Hugues du Perche was a 10th-century French noble. Hugonis Pertice was probably identical with the youngest son of Fulcois, the Count of Perche, and his wife, Melisende, who had the same name and is mentioned in a document from the Abbey of Saint-Vincent of Le Mans dating from 1061. [1] He was one of the first known ancestors in male line of the Plantagenets. His elder brother was Geoffrey II Viscount of Châteaudun, I Count of Perche. The origins of his parents are debated. What is certain is that he is descended from the family of viscounts of Châteaudun, although it is unclear whether through his mother or his father.

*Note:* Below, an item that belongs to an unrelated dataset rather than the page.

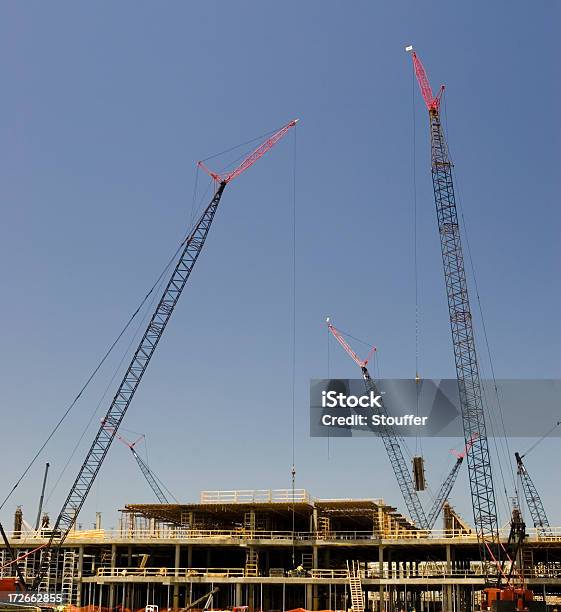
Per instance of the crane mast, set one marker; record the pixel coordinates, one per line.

He married Béatrice de Mâcon, widow of Geoffroy I, Count Gatinais. She was the daughter of Albéric ou Aubry II de Mâcon, comte de Mâcon. The children from this marriage were:
In the charter that his step-son Aubry, Count Gâtinais, and Francon, Bishop of Paris signed May 26, 1028, he is quoted as a witness, along with his two sons Geoffroy and Liétaud. It is this act that evidences the second marriage of Beatrice with Hugues du Perche.
Being from a vassal family of the counts of Blois, while the counts Gâtinais were faithful to the Capetian kings of France, the marriage took place probably during a period of rapprochement between the two families, during the marriage of King Robert II the Pious and Bertha of Burgundy, widow of Eudes I of Blois, between 996 and 1003.